Das war ja zu erwarten..


----------



## TerrorTomato (19. Juni 2011)

haben die einfach ne wieder ne DDoS-attacke gestartet oder wie ist es diesesmal abeglaufen?


----------



## zeldafan1 (19. Juni 2011)

An alle die jetzt gleich wieder schreien, blabla willkürlich Webseiten lahmgelegt, blabla wird immer schlimmer, blabla alles Verbrecher/Gewalt/Straftaten, blabla gehören alle ins Arbeitslager, blabla oder in den Knast, [simpsons] blabla schlimmer als Hitler [/simpsons]: Das war Anonymous und nicht LulzSec, und das ist sowohl im Interesse der Künstler als auch der Privatpersonen!


----------



## PCuner (19. Juni 2011)

Jop

Typischer Angriff: Erst warnen -> Keine Reaktion -> DDos -> Keine Reaktion -> Dann wirds kritisch


----------



## PCuner (19. Juni 2011)

@zeldafan

Hat auch niemand gesagt oder ? ^^

sorry doppelpost


----------



## zeldafan1 (19. Juni 2011)

PCuner schrieb:


> @zeldafan
> 
> Hat auch niemand gesagt oder ? ^^
> 
> sorry doppelpost


Nein, aber ist vorhersehbar dass das kommt


----------



## zøtac (19. Juni 2011)

PCuner schrieb:


> Jop
> 
> Typischer Angriff: Erst warnen -> Keine Reaktion -> DDos -> Keine Reaktion -> Dann wirds kritisch


Was passiert dann? Packen die ihre üb0r h4xx0r skills aus?


----------



## zeldafan1 (19. Juni 2011)

zøtac schrieb:


> Was passiert dann? Packen die ihre üb0r h4xx0r skills aus?
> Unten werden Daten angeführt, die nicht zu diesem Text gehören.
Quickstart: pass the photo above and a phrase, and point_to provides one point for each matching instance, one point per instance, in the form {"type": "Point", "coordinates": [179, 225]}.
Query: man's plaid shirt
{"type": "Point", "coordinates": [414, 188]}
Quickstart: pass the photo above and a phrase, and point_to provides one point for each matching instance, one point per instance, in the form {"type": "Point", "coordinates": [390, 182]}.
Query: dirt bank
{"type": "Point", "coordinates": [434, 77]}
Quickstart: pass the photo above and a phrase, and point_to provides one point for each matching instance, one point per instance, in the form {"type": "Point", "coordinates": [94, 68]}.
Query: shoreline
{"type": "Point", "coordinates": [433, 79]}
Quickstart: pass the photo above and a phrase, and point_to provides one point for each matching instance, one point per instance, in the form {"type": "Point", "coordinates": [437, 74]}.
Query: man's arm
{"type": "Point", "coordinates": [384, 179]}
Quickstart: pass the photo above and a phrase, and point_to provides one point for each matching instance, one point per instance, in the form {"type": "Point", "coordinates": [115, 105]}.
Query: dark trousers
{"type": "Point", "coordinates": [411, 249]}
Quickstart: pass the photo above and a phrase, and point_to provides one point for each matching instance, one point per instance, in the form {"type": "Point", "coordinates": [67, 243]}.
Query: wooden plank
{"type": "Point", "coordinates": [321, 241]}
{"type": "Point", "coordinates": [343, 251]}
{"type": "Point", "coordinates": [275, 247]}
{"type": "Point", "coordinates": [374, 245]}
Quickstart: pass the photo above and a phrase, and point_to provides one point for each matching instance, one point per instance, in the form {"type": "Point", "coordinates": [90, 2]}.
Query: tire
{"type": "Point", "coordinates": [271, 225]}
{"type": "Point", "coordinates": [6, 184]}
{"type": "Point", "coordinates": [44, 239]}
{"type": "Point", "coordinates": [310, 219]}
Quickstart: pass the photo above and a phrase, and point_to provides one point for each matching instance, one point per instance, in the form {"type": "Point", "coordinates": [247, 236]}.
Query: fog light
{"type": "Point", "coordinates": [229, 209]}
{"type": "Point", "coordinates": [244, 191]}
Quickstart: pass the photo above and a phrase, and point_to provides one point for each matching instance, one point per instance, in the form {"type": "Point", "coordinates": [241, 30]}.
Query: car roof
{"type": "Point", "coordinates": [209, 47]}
 Naja, die meisten von denen werden wohl nicht hacken können, das sind wenn dann Einzelpersonen die sowas reißen könnten. Aber das wär übertrieben. DDoS, schön und gut, aber mehr muss es nicht sein.


----------



## PCuner (19. Juni 2011)

@Zeldafan hast recht der erste ist da xDD 

@zotac Bevor irgendwas hirnlos kritisierst solltest erstmal schreiben können damit das auch jemand versteht...-.-


----------



## King_Sony (19. Juni 2011)

PCuner schrieb:


> @zotac Bevor irgendwas hirnlos kritisierst solltest erstmal schreiben können damit das auch jemand versteht...-.-



ich glaub du hast seien Witz nicht verstanden


----------



## PCuner (19. Juni 2011)

kann sein aber sowas kann glaub ich kaum jmd. verstehen oder 

"üb0r h4xx0r"


----------



## zeldafan1 (19. Juni 2011)

PCuner schrieb:


> kann sein aber sowas kann glaub ich kaum jmd. verstehen oder
> 
> "üb0r h4xx0r"


 Doch, schon. Das ist Leetspeak. Wird aber praktisch von niemandem mehr benutzt, bzw, werden die, die es benutzen ausgelacht.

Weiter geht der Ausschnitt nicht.